For those unfamiliar, Character.ai is an example of cyrens as a service – a field that also includes apps like Replika. These apps are designed to entertain, teach, or simply keep you company.

In an interview with Axios, Eugenia Kuyda – the founder of Luka, the company behind Replika – said, “It doesn’t matter if an AI is real or not, the feelings are real.” Luka and a research team at Stanford even published a study in Nature finding a decrease in suicidal ideation among users of LLM-powered chatbots. Though I’m not sure Luka cites this paper much today, given in the ensuing months Character.ai was sued by a mother whose son died by suicide following a relationship with a Daenerys Targaryen.

The cyrens of Character.AI and Replika aren’t presented as real humans, but that’s not a requirement for the definition. Their cyrens still engage millions of people for hours a day, encouraging subscriptions to premium tiers.

Which is probably why Meta is rolling out their own.


Lash Yourself to the Mast

I don’t think chatbots are inherently bad, so long as users know they’re talking to a bot and they don’t begin to replace human interaction. When those things start to occur, I worry1.

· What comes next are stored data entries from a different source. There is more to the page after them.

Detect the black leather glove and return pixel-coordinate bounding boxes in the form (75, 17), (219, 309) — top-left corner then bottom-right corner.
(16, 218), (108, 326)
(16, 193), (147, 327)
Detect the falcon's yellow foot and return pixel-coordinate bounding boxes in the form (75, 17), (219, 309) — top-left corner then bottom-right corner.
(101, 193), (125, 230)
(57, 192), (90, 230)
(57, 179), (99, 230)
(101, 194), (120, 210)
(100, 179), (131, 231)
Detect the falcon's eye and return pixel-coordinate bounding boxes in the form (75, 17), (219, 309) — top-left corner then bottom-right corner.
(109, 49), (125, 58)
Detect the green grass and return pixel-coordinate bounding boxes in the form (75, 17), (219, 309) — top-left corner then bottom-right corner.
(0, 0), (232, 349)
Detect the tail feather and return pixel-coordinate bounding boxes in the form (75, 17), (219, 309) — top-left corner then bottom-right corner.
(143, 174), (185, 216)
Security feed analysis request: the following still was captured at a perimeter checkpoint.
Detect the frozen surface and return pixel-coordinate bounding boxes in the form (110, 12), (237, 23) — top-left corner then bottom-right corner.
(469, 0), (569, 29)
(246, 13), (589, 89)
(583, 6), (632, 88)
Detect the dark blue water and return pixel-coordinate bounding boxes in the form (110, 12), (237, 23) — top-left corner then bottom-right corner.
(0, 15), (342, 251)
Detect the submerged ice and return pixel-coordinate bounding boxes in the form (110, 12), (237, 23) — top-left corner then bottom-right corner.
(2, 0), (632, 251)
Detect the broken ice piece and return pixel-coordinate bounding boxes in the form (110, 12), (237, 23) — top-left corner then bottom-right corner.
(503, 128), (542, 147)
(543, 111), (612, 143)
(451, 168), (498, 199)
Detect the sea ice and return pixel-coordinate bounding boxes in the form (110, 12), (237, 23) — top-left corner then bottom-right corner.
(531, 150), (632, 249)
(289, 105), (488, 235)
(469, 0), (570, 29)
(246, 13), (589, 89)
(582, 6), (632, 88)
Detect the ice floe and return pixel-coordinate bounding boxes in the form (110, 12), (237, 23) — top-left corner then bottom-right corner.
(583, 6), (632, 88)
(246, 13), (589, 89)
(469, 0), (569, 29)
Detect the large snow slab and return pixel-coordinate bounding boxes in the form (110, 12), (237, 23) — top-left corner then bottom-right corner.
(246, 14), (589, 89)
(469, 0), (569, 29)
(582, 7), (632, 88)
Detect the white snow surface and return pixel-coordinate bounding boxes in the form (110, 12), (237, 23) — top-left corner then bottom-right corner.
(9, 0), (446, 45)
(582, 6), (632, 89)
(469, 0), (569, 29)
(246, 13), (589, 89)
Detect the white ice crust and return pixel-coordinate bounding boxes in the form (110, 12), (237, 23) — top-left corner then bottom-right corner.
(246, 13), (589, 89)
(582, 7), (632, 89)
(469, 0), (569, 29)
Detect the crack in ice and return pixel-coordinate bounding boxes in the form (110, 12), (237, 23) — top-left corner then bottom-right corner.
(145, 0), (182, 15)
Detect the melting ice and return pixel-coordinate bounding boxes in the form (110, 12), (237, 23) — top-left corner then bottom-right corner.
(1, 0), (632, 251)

I worry Meta – and others – will find it’s easier to generate conversation partners than it is to discover conversation partners.

We don’t need more reasons to avoid interactions with people different from us.

And while a disclosed Facebook cyren boosting stories with synthesized commentary is much better than slop (it reminds me of an automated DJ on a radio station), the Character.ai cases demonstrate both the dangers and the fine lines we’re playing with here. Humans are hard-wired to see humans everywhere. Even when we disclose that a cyren is a cyren, we fall for the façade. As Kuyda said, “It doesn’t matter if an AI is real or not, the feelings are real.”

I believe chatbots can help ease lonliness. I also believe they can increase isolation.

I do not believe we can perfectly balance this dynamic even if we could perfectly control the output of LLMs (remember pizza glue?). A safer course is to err towards worse, imperfect cyrens, rather than pursue incredibly convincing, aligned ones.

I don’t worry about superintelligent AGI’s taking over the world. I worry about bots convincing people they’re having an emotional connection when they’re not.

Pygmalion and Galatea

  1. Though even this blanket statement is reductive. dAIsy, an “AI bot built to speak with scammers on the phone for as long as possible,” keeping them from exploiting real humans, is a great example of a good cyren.